Un « musée vivant » de l'art dans un camp de réfugiés au Mozambique

Articles d'actualité, 31 mai 2010

© HCR/T.Ghelli
Des enfants burundais partagent une dance traditionnelle avec des résidents et des visiteurs au camp de réfugiés de Maratane au Mozambique.

CAMP DE REFUGIES DE MARATANE, Mozambique, 31 mai (HCR) La vie dans un camp de réfugiés n'est pas tous les jours un plaisir. A Maratane, un jour comme les autres consiste pour les réfugiés à aller au marché, à travailler dans le jardin maraîcher et à bricoler généralement à la maison, sans avoir beaucoup à faire.

Ainsi, lorsque le HCR et l'Organisation des Nations Unies pour l'éducation, la science et la culture (UNESCO) ont récemment uni leurs efforts pour promouvoir le dialogue entre les générations et les échanges culturels dans ce petit camp comptant 4 800 réfugiés et demandeurs d'asile dans le nord-ouest du Mozambique, les gens en ont profité pour faire la fête.

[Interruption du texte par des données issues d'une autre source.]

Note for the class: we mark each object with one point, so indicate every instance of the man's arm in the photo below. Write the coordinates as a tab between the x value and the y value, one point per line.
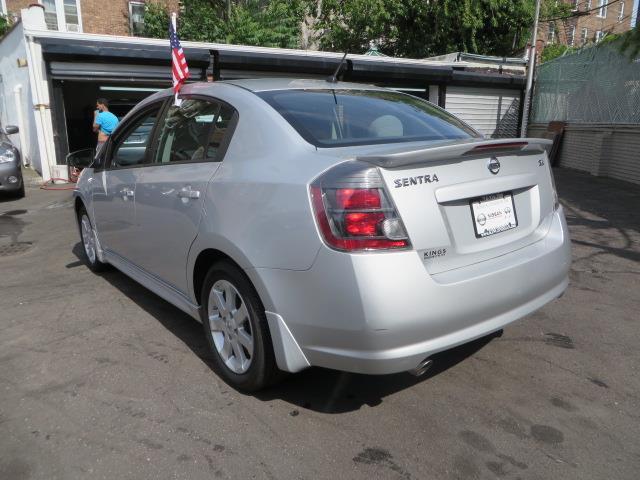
96	122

« L'objectif est de créer un musée vivant, où les réfugiés de différentes cultures vivant dans le camp peuvent se réunir pour partager leur amour de la musique, de la danse, de l'art et de l'artisanat, et ce entre eux ainsi qu'avec la communauté locale et les visiteurs du camp », a déclaré Margarida Botelho, une consultante portugaise travaillant à Maratane.

Pour aider à briser la glace, Margarida Botelho est venue accompagnée de Denguito, un clown espagnol du groupe humanitaire « Clowns sans frontières » pour enseigner à la troupe acrobatique congolaise du camp certaines compétences dans l'art de jongler ainsi que d'autres tours d'adresse. Le bruit sur cette session s'est rapidement répandu dans le camp et, quand Margarida Botelho et Denguito ont joué de leur talent, tous les autres groupes d'aspirants de la scène étaient venus prendre part à la fête.

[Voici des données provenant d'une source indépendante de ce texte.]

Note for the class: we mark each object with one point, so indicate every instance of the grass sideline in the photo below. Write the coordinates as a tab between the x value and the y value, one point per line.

Le spectacle a bientôt ressemblé à une version africaine de la célèbre série « Got talent » ou à une danse combinée sur la musique inspirée de « American Idol. » Les danseurs tapaient frénétiquement des pieds sur le sol poussiéreux dans un concours improvisé entre des troupes d'acteurs congolais et burundais, que les résidents du camp ont acclamé et applaudi. « C'est merveilleux de les voir utiliser ce lieu de rencontre pour dégager une énergie positive et célébrer leurs différences », a indiqué Margarida Botelho.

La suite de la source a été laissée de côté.